In March 2010, President Sebastián Piñera appointed him Governor of the Cautín Province in the Araucanía Region. He held the position from 17 March 2010 until 15 August 2013.

In the November 2013 regional council elections, he was elected Regional Councillor for the Araucanía Region, obtaining the highest vote total with 20,158 votes, equivalent to 17.75% of the valid votes cast. During this period, he also served as president of the Regional Council.

On 18 November, 2016, he resigned from his post as regional councillor in order to run for the Chamber of Deputies of Chile.

In the 2017 parliamentary elections, he was elected to the Chamber of Deputies on the Chile Vamos list, representing National Renewal for the 23rd electoral district of the Araucanía Region. The district comprises the communes of Carahue, Cholchol, Cunco, Curarrehue, Freire, Gorbea, Loncoche, Nueva Imperial, Padre Las Casas, Pitrufquén, Pucón, Saavedra, Temuco, Teodoro Schmidt, Toltén and Villarrica. He obtained 13,708 votes, equivalent to 6.10% of the valid votes cast.

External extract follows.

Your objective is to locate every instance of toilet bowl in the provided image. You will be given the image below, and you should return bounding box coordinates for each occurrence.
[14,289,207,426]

In August 2021, he sought re-election for the same district. In the parliamentary elections held in November 2021, he was re-elected within the Chile Podemos Más coalition, on the National Renewal ticket, obtaining 14,164 votes, equivalent to 5.88% of the valid votes cast.

On 19 August 2025, he formally notified his resignation from National Renewal after the party excluded him from its list of parliamentary candidates for re-election in the 23rd electoral district.